The file geekos/include/geekos/elf.h provides data types for structures which match the format of the ELF and program headers.
This is a rough guideline for what Parse_ELF_Executable() has to do:
- Check that exeFileData is non-null and exeFileLength is large enough to accommodate the ELF headers and phnum program headers.
- Check that the file starts with the ELF magic number (4 bytes) as described in figure 1-4 (and subsequent table) on page 11 in the ELF specification.
- Check that the ELF file has no more than EXE_MAX_SEGMENTS program headers (phnum field of the elfHeader).
- Fill in numSegments and entryAddr fields of the exeFormat output variable.

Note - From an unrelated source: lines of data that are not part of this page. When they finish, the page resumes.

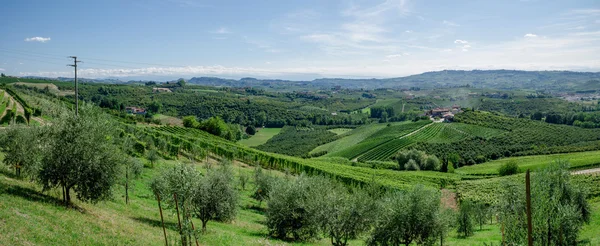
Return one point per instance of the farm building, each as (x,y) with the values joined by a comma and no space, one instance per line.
(135,110)
(444,112)
(156,89)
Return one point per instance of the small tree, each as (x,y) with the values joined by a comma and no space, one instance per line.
(216,198)
(23,149)
(152,156)
(82,155)
(445,222)
(508,168)
(177,187)
(346,215)
(295,209)
(263,183)
(132,168)
(559,208)
(251,130)
(481,211)
(407,217)
(465,219)
(243,180)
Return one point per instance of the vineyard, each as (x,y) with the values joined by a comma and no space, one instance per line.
(387,150)
(173,141)
(380,138)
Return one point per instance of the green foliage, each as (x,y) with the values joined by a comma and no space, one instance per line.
(251,130)
(559,208)
(216,197)
(263,184)
(521,137)
(23,149)
(81,155)
(417,160)
(297,141)
(465,219)
(346,215)
(294,208)
(407,217)
(508,168)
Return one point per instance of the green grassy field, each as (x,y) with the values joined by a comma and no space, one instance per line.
(262,136)
(353,137)
(577,160)
(340,131)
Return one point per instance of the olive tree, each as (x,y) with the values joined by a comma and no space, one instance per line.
(465,219)
(177,187)
(295,208)
(559,208)
(346,215)
(81,155)
(216,197)
(407,217)
(23,149)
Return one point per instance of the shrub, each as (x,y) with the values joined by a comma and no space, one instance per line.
(251,130)
(411,165)
(465,219)
(508,168)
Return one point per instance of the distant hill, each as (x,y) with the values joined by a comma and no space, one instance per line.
(498,79)
(552,81)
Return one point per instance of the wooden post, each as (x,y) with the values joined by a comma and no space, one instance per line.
(178,219)
(162,220)
(528,197)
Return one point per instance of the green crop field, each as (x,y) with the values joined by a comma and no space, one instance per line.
(388,149)
(340,131)
(577,160)
(262,136)
(380,137)
(351,138)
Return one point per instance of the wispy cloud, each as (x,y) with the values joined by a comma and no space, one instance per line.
(449,23)
(222,30)
(37,39)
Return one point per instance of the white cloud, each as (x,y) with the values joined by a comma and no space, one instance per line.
(222,30)
(449,23)
(37,39)
(397,55)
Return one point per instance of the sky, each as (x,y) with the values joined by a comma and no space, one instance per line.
(168,39)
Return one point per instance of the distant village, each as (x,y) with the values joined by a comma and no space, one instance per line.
(445,114)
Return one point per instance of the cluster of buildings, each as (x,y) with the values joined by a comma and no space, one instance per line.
(444,113)
(135,110)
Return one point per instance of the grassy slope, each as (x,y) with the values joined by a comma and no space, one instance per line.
(340,131)
(36,218)
(261,137)
(353,137)
(577,160)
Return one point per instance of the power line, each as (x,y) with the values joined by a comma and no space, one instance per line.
(75,61)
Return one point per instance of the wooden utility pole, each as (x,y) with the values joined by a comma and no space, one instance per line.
(75,61)
(162,220)
(528,197)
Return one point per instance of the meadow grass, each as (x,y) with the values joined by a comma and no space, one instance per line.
(262,136)
(576,159)
(29,216)
(353,137)
(340,131)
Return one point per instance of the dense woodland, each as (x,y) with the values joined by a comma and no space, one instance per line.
(392,159)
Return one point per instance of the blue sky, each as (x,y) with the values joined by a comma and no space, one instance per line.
(295,39)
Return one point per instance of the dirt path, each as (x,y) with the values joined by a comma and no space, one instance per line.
(407,135)
(587,171)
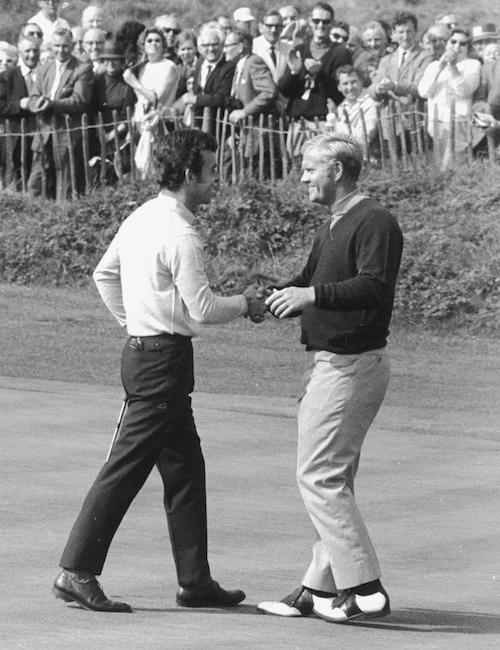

- For each program header k in turn, fill in the corresponding segmentList[k] array element of exeFormat with offsetInFile, lengthInFile, startAddress, sizeInMemory, protFlags with information from that program header k. See figure 2-1 on page 33 in the ELF specification.
Relocation
Relocation becomes handy when you need to load, for example, modules or drivers. It's possible to use the "-r" option to ld to permit you to have multiple object files linked into one big one, which means easier coding and faster testing.
The basic outline of things you need to do for relocation:
- Check the object file header (it has to be ELF, not PE, for example)
- Get a load address (eg. all drivers start at 0xA0000000, need some method of keeping track of driver locations)
- Allocate enough space for all program sections (ST_PROGBITS)
- Copy from the image in RAM to the allocated space
- Go through all sections resolving external references against the kernel symbol table
- If all succeeded, you can use the "e_entry" field of the header as the offset from the load address to call the entry point (if one was specified), or do a symbol lookup, or just return a success error code.
Once you can relocate ELF objects you'll be able to have drivers loaded when needed instead of at startup - which is always a Good Thing (tm).